Algunos días jugamos al ajedrez, y en mi tablero imaginario queda reflejada una
personalidad algo anárquica, que le obliga a alternar jugadas casi suicidas con
defensas extremas de sus piezas más valiosas. Pese a que pueda sonar extraño,
creo que me he convertido en su cordón umbilical con la vida; la auténtica, la
que está ahí fuera. Me ha preguntado por nuestras ciudades, nuestros libros,
nuestro gobierno. Tras...]".
Pasaba
la mayor parte de su tiempo tumbado en la cama, sonriente y con los ojos
abiertos. No parecía ni tan siquiera sentirse preso. Miraba el techo de madera,
aunque es evidente que no es lo que veía. Allí dibujaba sus estrategias, sus
deseos, sus sueños...quizás también a su familia. ¿Estaba casado, tenía hijos?
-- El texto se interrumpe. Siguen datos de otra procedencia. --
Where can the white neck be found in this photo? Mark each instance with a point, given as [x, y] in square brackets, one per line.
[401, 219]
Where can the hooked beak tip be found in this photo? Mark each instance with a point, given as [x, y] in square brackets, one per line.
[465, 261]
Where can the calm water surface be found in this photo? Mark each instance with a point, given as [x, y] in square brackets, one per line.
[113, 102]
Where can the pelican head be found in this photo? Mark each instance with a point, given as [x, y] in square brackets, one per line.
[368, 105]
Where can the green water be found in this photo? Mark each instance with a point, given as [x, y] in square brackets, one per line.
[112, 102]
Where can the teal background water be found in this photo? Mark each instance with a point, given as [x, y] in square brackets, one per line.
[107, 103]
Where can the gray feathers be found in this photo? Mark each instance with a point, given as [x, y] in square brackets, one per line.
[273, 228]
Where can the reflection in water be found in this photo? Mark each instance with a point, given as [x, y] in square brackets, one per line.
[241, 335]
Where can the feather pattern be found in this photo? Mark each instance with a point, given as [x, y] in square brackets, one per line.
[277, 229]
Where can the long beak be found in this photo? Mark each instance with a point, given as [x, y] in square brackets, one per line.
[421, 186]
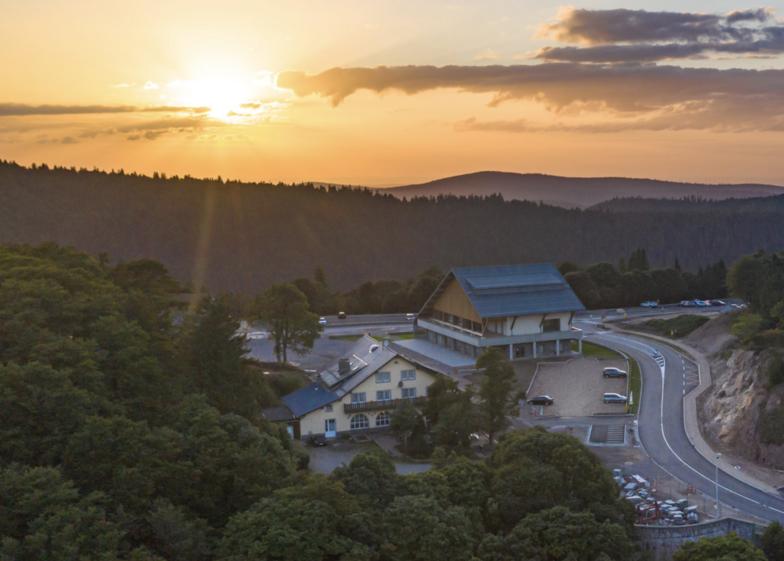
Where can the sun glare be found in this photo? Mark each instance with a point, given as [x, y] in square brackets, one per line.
[230, 96]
Nada habló de su vida familiar. Su imaginación también trazaba cuadros blancos
y negros sobre las bastas vigas, donde rabiosos peones saqueaban altas torres y
el rey devoraba caballos sin cesar.
"[...desde dentro. Las conversaciones con el niño
carcelero se están convirtiendo en parte de mi rutina. Cada día, tras el
almuerzo, dedicamos algo más de una hora a divagar sobre la vida. Al principio
era esquivo a cualquier charla pero, poco a poco, he conseguido que vaya abriéndose
a mi voz. Realmente, las diferencias en nuestro modo de pensar responden más a
razones de edad que de bando. Creo que la presencia de una barrera física en
forma de pared le permite bajar la guardia y hablar con mayor sinceridad. No
hay miedo en sus reflexiones, sólo tristeza y añoranza. No sé cuánto tardará en
rechazar su uniforme, si la guadaña no se lo impide. Asimismo,...]".
El
interior de la celda transmitía una extraña sensación de tranquilidad. En el
polvoriento piso, junto a la entrada, reposaban los libros que semanas antes le
había llevado. A estos tres volúmenes se les sumaba otro ejemplar, que
permanecía con humilde dignidad sobre ellos. El aire olía a tierra húmeda, a
humo, a sudor. Ante mis ojos, el techo volvía a ser lo que siempre había sido,
y entre sus huecos, densas telarañas esperaban la perdición de algún insecto
despistado. La cama era demasiado dura, y pude notar cómo las briznas secas,
apelmazadas bajo la tela que hacía de sábana, punzaban toda mi piel. Entonces,
quise dibujar una reina. Cuando escuché el primer aviso de corneta, logré ver
cómo una hermosa mariposa se enredaba entre los grises hilos. Raudo, me puse
las botas y corrí hacia el exterior.
-¡Carguen!-
bramó el coronel luciendo de nuevo su uniforme de gala.
Aquel
día, los preparativos en el campamento se sucedían con un ritmo incansable, y
hacía un rato que la corneta había sonado por tercera y última vez. La lluvia
caía sin ninguna consideración y de su uniforme escurría un agua sucia. La
bolsa de arpillera, jaspeada de manchas oscuras, cubría su cabeza, mientras una
gruesa soga le tensaba los brazos hacia atrás, clavándose en sus muñecas.
"[...
supe que dentro de cinco días seré
ejecutado. Me han convertido en una cifra para futuros tratados de Historia,
para placas de bronce en cada centenario, para monolitos de granito. ¿Ha tenido
sentido todo esto? No lo sé. Probablemente, ni siquiera el tiempo, cuando ni
ganadores ni perdedores dicten ya las leyes, será capaz de responder.]".
-¡Apunten!
Me
encontré como el hombre que, ateo por convicción, es obligado a ejercer de
testigo en sagrada ceremonia. El sacrificio del enemigo, su muerte por tu
vida. Un ritual transmitido de padres a hijos, y que resultaba totalmente ajeno
a mi persona. Ni orgullo ni rabia. Tampoco sentí pena por él. No la merecía,
tenía el aspecto de haber elegido su vida. La fría lluvia se apropió del humo
y, con delicadeza, lavó la sangre de la hierba.